His feelings spurred thinking, engagement and action. One of his two murals, titled “Conversion of the Five Hundred Bandits,” is inspired by a Dunhuang Mogao Grottoes mural dating back to the Western Wei Dynasty (535-556). The original mural vividly depicted scenes of suppression, capture, interrogation, eye-gouging, exile and restoration of sight.

As an artist, he shows an eclectic taste in painting, introducing metaphorical elements through the replacement of the facial features of the bandits with those of the characters from Italian Renaissance painter Michelangelo’s “The Last Judgment.”

Moreover, the work was divided into six parts, with the headline description taken from Buddhist scriptures and Western classical works and integrated into the artwork. Like the first part head, “Violence is the midwife of ­everyone old society pregnant with a new one,” was taken from “Das Kapital.”

Reflecting on history, Cong embarked on a period of contemplation to respond to the post-colonial era with the “Wall-facing Project.” “The project reflects the current state of multiculturalism in the context of globalization advocating for a cultural decentralization experiment,” he said.

Through presenting cultural symbols from different civilizations in the form of murals and graffiti in public spaces within the framework of the Western contemporary visual system, he creates effects of convergence, collision and conflict among diverse cultures, reflecting on the impact of Western-led globalization on multiculturalism.

Born in 1990, Cong graduated from Central Academy of Fine Arts in Beijing. He has been engaged in mural painting since 2013 and also studied at the Prince’s Foundation School of Traditional Arts in the U.K. from 2014 to 2016.

He has always had a passion for murals and stressed that the wall, as a carrier, can be brought to life by interacting with people.

Another mural, “Playing Pipa Behind the Back,” was inspired by a Tang Dynasty (618-907) mural at Dunhuang’s Mogao Grottoes.
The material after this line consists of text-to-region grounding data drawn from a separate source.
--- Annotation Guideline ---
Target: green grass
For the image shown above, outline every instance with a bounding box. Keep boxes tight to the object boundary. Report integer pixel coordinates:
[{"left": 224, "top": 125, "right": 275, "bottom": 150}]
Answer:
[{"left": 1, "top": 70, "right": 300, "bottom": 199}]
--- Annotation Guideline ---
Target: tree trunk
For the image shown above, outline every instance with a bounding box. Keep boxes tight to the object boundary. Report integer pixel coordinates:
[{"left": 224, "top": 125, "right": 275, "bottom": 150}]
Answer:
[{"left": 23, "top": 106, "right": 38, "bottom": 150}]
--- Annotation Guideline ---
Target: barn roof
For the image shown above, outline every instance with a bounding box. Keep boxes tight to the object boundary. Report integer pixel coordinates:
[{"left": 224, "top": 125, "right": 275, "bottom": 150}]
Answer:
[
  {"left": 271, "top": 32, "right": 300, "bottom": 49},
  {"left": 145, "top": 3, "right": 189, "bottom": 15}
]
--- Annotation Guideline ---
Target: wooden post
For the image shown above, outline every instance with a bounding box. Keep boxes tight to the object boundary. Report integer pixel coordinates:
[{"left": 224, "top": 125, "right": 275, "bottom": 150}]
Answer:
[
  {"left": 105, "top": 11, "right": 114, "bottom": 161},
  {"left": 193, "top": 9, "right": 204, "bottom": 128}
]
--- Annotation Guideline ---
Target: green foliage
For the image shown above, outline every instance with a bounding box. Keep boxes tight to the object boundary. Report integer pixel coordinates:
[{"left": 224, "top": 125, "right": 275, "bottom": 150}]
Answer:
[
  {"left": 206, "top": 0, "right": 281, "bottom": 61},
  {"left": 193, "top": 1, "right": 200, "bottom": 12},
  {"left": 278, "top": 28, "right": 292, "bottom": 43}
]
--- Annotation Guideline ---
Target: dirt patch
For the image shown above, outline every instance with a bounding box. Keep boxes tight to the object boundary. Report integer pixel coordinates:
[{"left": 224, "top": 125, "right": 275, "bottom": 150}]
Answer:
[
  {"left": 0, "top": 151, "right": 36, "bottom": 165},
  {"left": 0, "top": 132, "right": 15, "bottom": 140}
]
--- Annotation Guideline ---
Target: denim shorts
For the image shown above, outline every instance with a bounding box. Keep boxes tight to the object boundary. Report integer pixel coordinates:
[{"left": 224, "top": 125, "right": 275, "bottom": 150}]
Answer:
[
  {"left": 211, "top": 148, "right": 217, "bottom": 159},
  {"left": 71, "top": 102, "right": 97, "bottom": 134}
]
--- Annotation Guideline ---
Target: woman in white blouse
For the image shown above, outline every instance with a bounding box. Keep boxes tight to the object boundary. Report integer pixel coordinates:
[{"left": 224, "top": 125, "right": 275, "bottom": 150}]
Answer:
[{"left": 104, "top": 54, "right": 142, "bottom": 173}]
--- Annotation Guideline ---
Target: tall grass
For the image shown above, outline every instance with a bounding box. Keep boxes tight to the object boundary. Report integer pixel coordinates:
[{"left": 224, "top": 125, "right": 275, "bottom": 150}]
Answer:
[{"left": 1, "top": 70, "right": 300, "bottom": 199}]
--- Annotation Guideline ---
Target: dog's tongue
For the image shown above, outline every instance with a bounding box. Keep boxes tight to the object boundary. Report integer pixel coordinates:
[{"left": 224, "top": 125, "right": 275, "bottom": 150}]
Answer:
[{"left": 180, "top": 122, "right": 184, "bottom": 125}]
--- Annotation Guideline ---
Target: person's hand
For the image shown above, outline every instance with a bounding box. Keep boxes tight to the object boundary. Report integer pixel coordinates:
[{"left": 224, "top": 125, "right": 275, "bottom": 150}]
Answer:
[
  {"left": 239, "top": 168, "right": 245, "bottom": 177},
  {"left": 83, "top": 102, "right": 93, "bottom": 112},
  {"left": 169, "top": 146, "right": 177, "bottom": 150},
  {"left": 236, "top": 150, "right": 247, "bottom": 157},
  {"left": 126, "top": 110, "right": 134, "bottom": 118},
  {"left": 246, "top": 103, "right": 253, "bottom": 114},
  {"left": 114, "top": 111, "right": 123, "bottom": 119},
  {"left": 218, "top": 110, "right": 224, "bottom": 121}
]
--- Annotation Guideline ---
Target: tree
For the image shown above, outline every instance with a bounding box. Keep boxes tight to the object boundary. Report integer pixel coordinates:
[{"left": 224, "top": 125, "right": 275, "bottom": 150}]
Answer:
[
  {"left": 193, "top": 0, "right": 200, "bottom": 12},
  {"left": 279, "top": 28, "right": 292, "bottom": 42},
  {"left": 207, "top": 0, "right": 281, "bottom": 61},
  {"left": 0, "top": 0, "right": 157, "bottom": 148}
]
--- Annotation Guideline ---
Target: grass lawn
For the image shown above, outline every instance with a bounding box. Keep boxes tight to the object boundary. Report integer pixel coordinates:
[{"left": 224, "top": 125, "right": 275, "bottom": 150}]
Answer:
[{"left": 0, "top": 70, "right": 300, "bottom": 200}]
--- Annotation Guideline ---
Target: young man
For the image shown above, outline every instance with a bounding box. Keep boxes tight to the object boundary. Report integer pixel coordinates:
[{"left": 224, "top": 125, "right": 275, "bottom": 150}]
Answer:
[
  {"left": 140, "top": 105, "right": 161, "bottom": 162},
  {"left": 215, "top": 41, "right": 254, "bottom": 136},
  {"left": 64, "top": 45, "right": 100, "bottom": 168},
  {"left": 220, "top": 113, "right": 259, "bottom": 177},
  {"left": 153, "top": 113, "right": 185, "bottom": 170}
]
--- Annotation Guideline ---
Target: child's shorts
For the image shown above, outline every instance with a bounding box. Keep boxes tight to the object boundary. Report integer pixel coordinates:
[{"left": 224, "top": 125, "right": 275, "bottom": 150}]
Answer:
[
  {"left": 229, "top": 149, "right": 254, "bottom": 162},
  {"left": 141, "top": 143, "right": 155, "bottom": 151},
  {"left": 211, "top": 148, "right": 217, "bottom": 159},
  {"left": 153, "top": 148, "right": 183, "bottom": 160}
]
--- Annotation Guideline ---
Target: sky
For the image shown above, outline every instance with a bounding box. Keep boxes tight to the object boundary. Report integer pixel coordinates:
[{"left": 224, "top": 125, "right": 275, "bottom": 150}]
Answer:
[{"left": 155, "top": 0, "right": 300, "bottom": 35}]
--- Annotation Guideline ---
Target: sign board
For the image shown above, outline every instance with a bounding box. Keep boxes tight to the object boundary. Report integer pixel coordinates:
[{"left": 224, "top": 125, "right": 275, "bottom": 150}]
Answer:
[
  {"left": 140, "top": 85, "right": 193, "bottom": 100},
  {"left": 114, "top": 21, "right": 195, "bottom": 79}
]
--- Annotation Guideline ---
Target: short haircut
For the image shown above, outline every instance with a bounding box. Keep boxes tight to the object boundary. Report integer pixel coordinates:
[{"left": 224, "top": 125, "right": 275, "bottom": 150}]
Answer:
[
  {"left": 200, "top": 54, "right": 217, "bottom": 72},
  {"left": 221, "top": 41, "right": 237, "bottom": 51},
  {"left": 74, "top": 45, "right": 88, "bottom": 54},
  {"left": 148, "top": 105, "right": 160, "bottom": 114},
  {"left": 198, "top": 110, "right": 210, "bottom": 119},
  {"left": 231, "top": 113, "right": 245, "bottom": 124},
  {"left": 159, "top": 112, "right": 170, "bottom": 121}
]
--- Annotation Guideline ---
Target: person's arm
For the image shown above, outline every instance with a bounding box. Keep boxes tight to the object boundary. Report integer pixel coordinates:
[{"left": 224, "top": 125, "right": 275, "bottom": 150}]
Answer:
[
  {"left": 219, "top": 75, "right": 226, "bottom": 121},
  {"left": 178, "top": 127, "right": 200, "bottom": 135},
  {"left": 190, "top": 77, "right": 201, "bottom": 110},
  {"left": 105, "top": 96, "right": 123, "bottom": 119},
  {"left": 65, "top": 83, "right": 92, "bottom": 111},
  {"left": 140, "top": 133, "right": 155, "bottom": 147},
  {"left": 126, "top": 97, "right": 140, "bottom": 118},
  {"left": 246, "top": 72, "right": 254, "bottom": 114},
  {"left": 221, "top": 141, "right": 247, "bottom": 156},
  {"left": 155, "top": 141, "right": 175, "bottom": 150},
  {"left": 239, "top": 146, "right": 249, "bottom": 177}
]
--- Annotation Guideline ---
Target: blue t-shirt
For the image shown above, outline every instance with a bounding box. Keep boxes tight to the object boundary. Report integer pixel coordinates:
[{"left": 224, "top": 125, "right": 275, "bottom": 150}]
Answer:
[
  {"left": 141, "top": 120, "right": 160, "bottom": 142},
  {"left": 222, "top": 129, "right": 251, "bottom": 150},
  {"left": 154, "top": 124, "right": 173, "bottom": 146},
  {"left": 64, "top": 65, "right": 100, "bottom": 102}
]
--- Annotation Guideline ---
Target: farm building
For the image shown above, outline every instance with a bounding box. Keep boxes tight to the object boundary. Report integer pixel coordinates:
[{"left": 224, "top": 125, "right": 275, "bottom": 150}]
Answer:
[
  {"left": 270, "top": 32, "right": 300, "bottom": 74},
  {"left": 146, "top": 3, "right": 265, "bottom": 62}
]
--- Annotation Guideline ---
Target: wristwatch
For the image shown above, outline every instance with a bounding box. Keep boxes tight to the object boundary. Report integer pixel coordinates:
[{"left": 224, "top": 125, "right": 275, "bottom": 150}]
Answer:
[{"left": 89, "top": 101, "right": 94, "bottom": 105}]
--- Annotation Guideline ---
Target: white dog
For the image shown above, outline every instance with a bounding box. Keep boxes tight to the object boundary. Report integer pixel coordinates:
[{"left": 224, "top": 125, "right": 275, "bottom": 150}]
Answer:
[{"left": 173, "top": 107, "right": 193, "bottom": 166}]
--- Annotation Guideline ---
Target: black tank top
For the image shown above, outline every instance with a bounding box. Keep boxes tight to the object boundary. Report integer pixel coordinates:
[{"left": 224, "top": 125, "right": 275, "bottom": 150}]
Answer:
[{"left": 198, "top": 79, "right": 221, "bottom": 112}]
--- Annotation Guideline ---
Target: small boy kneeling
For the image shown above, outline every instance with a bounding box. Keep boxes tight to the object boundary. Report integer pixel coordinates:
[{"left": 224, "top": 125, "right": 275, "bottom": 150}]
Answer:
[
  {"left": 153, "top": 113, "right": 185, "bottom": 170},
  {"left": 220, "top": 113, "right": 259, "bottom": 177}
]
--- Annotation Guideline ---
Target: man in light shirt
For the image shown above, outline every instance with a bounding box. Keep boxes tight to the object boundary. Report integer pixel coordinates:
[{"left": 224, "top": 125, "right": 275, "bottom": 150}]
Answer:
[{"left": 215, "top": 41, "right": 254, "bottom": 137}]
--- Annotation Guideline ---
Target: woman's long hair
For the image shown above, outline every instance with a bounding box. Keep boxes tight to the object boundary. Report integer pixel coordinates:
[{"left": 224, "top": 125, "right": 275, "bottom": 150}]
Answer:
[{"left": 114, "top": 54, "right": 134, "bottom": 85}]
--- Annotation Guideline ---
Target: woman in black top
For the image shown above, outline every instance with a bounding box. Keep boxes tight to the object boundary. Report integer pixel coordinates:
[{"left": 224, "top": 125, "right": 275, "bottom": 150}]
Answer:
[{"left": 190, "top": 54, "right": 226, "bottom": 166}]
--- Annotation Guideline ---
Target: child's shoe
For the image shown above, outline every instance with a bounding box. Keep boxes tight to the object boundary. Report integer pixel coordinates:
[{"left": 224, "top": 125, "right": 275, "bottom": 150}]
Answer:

It is a relatively friendly artwork compared with “Conversion of the Five Hundred Bandits” as it conveys a sense of dialogue, with an echo between the dancers playing on the dome and the spontaneous dances of people of different races and ages dancing underneath the dome, Cong said.

While the “Wall-facing Project” is underway, the “Wall-breaking Project” is also in preparation, giving the frescoes a shift in spatial and temporal dimensions and reconstructing its meaning.